Mumbai: The weak debut of Reliance Power Ltd on the Bombay Stock Exchange (BSE), at a 17% discount on Monday, does not augur well for power sector stocks, say analysts.
Indeed, Reliance Energy Ltd, the Anil Dhirubhai Ambani Group flagship that holds 45% stake in Reliance Power, fell by 19.4% to close at Rs1,582.30 a share. Tata Power Ltd fell 14.8% to close at Rs1,140.15 a share while NTPC Ltd, India’s largest power generation company, fell 6.74% to close at Rs189.60 a share. Both these stocks had touched their highs of Rs1,641 and Rs291, respectively, during the run-up to the Reliance Power’s public float.
BSE’s power sector index fell 321.65 points in Monday’s trade. It has lost 972.66 points since its November launch and 1,448.45 points since touching a high of 4,863.11 in January. BSE’s broader benchmark index, the Sensex, has fallen 4,575.86 points since 10 January, when it touched its high of 21,206.77 points.

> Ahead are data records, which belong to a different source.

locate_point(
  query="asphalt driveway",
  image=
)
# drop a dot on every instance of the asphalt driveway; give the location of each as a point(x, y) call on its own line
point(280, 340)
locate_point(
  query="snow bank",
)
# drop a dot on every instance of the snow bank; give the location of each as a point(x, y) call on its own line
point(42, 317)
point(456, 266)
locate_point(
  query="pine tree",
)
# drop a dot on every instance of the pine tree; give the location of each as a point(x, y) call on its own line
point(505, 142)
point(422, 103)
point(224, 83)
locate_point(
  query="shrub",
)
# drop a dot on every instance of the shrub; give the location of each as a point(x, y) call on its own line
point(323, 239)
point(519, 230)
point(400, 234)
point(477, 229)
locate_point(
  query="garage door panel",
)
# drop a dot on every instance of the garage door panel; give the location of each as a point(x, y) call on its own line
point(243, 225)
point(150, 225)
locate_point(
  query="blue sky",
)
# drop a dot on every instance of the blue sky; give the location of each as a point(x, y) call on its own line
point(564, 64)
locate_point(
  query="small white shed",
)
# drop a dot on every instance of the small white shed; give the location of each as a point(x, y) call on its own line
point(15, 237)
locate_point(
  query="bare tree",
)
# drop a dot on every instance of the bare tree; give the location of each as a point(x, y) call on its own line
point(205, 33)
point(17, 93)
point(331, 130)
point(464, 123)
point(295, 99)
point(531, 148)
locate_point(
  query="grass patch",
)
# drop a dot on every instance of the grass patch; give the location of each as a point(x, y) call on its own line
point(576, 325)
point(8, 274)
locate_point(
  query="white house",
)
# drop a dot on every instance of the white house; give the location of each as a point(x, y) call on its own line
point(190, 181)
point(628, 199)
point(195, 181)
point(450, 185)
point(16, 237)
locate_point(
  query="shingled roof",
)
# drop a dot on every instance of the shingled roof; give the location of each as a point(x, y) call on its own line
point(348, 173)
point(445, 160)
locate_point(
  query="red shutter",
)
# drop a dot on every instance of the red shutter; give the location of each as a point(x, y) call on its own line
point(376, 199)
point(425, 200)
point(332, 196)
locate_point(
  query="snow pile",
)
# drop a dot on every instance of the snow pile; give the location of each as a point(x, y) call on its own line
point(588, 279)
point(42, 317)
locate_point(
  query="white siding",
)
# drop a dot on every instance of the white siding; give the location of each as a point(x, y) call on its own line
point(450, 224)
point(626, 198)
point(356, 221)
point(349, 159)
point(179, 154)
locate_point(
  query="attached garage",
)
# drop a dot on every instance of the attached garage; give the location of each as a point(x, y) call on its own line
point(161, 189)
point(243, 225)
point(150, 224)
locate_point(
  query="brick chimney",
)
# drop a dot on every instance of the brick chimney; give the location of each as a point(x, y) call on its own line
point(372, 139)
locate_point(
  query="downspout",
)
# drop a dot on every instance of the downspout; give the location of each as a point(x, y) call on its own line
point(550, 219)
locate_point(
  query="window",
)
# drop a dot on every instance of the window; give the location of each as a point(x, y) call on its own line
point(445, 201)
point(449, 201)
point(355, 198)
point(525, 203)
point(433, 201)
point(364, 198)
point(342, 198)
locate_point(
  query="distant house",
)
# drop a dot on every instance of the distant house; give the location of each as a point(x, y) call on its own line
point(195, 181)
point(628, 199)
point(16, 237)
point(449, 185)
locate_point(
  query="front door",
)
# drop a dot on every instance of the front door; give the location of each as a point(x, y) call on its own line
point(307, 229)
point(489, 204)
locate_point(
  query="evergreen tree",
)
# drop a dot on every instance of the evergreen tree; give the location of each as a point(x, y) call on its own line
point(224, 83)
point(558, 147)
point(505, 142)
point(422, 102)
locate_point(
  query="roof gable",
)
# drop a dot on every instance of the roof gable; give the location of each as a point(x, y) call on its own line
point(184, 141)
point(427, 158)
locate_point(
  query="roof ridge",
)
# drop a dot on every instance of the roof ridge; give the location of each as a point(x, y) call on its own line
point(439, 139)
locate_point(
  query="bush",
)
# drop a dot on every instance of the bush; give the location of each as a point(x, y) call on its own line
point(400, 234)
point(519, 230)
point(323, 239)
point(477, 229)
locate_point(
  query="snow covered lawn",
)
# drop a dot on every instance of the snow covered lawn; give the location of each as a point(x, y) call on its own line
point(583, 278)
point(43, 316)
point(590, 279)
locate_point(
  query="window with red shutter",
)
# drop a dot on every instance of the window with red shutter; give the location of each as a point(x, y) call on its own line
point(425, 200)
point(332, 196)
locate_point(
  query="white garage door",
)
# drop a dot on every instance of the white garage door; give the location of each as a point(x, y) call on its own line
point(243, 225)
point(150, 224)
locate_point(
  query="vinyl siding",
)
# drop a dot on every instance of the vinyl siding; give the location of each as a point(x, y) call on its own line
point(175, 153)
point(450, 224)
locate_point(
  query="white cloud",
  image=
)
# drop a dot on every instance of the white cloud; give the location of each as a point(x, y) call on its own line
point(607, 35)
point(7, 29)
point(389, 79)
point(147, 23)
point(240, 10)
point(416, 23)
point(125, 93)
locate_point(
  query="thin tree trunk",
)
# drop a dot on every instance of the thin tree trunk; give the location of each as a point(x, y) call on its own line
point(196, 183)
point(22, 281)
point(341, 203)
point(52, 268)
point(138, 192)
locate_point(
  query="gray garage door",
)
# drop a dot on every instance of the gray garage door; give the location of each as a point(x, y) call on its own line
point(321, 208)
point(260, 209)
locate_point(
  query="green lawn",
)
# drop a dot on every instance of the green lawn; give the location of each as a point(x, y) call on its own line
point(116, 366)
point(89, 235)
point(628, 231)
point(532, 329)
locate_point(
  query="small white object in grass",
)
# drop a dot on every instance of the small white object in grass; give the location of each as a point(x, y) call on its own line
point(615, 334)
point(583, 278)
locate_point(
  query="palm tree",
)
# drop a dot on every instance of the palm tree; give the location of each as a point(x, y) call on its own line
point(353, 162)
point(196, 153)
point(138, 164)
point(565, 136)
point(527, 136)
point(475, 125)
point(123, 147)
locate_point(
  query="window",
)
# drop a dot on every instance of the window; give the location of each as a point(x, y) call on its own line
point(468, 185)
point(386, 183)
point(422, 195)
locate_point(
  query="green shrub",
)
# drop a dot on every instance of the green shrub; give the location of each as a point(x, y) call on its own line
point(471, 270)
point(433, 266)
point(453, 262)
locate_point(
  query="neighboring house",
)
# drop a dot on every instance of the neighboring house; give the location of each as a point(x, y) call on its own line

Analysts said the hype created by Reliance Power had pushed power stocks and that these stocks would continue to see a correction in prices. Harendra Kumar, head of research at online brokerage ICICI Direct.com said: “These stocks will now reach their fair value levels and stabilize there. But, despite the correction, power sector will continue to be in focus and investments will continue to come into these companies as huge capacities are being added.”
Under the 11th Plan, a total of 78,000MW are being added in capacity and of this, 10,000MW will be added by private companies. According to analysts, private firms would require investments worth Rs50,000 crore and of this, Rs12,000-15,000 crore would be equity.
Power sector stocks will continue to see a correction in valuation because of the changing revenue models, said Hitesh Kuvelkar, assistant director research at First Global Ltd, a Mumbai-based brokerage. “Earlier, these companies followed a cost-plus model where raw material and fuel costs were passed on to consumers. But now with the government calling for competitive bidding, we cannot clearly evaluate the risk of fuel and raw material costs anymore,” he said.